Figure 8. Two Perpendicular Views of the Electrostatic Surface of Nova KH1 (with bound RNA), KH2 and KH3 (with bound RNA) Domains

(A, B) Two alternate views of KH1 domain of KH1/2 complexed with RNA hairpin containing tandem UCAN-sites within the loop segment. (C, D) Two alternate views of KH2 domain of KH1/2, that does not form a complex with RNA hairpin. (E, F) Two alternate views of KH3 domain complexed with RNA hairpin containing single UCAC site (Lewis et al., 2000; PDB entry 1EC6). Blue and red patches are associated with positively- and negatively-charged KH surface segments. The RNA backbone is shown in a ribbon and the bases in a slab representation. The slabs are colored as follows: U, blue; C, magenta; A, red; G, yellow. (G) The sequence of the Nova-1 KH1/2-binding 25-nt RNA hairpin containing a (UCAN)₂ site (Musunuru and Darnell, 2004) that was used in this work. (H) The sequence of the Nova-2 KH3-binding 20-nt RNA hairpin containing a single UCAN site (Lewis et al., 2000).

Figure 9. Models for Interaction of Nova KH1/2 Domains with Wild-type RNA Targets through a RNA Looping Mechanism

(A) The KH2-KH2 interaction between symmetry-related molecules in the crystal of the KH1/2-RNA hairpin complex. Note the juxtaposition of Met32 and Trp38 within van der Waals contact across the interface. (B) The KH1 (gold) - RNA (green) interface in the KH1/2-RNA hairpin complex. Note the juxtaposition of Gln32 on KH1 and A15 on the RNA within van der Waals contact across the intermolecular interface. (C) Model where Nova-1 KH1/2 monomer (based on ultracentrifugation data in solution) is targeted by a RNA containing a pair of sequence elements capable of targeting KH1 (with high affinity) and KH2 (most likely with lower affinity) and separated by a linker segment of sufficient length. The stoichiometry of this complex is 1:1 Nova-1 KH1/2:RNA. (D) Model of Nova-1 KH1/2 based on the x-ray structure of the complex (Figure 2A), where the RNA-binding surfaces of the KH2 domains pack against each other in the crystal lattice. The target RNA contains a pair of sequence elements capable of targeting KH1 with high affinity and separated by a longer linker segment of sufficient length. The stoichiometry of this complex is 2:1 Nova-1 KH1/2:RNA.

Figure 10. Models of RNA looping induced by Nova KH1–3 domains binding to splicing enhancers and splicing silencers predicted by Nova RNA map of splicing regulation (Ule et al., 2006)

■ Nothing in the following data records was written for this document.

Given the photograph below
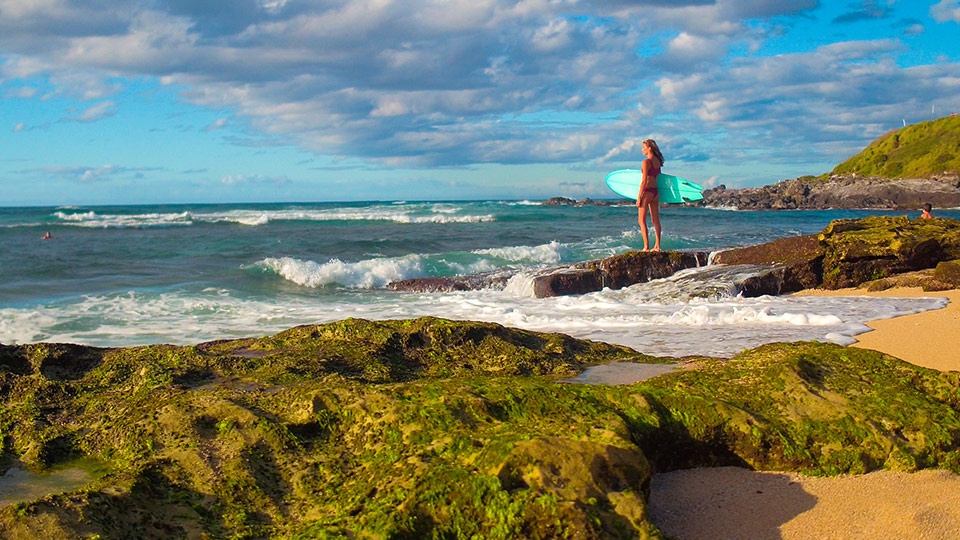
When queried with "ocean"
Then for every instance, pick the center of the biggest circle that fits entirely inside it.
(185, 274)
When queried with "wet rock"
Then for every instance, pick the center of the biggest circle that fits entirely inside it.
(614, 272)
(948, 272)
(861, 250)
(800, 259)
(839, 192)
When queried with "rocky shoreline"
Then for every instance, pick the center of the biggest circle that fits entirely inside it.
(436, 428)
(809, 193)
(884, 249)
(848, 192)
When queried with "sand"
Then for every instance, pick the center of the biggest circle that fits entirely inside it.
(729, 503)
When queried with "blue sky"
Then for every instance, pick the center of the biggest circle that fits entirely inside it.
(181, 101)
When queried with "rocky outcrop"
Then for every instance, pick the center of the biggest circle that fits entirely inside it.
(799, 260)
(429, 428)
(861, 250)
(472, 282)
(851, 252)
(840, 192)
(614, 272)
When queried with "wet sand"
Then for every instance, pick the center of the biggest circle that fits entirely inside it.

(A) Model based on the examples of Nova upregulation of exon inclusion by binding to intronic splicing enhancer elements (red circles) to enhance spliceosome assembly. (B) Model based on the examples of Nova inhibition of exon inclusion by binding to exonic splicing silencing element (blue circle) and blocking U1 snRNP (U1) assembly on the pre-mRNA, and Nova inhibition of exon inclusion by binding to intronic splicing silencing element immediately upstream of alternative exon by blocking recognition of the 3′ splice site by U2 snRNP (U2). KH1, KH2 and KH3 are colored gold, cyan and purple, respectively. The linkers between KH1 and KH2, and between KH2 and KH3 are represented by the dotted gray lines. The green line represents RNA loop.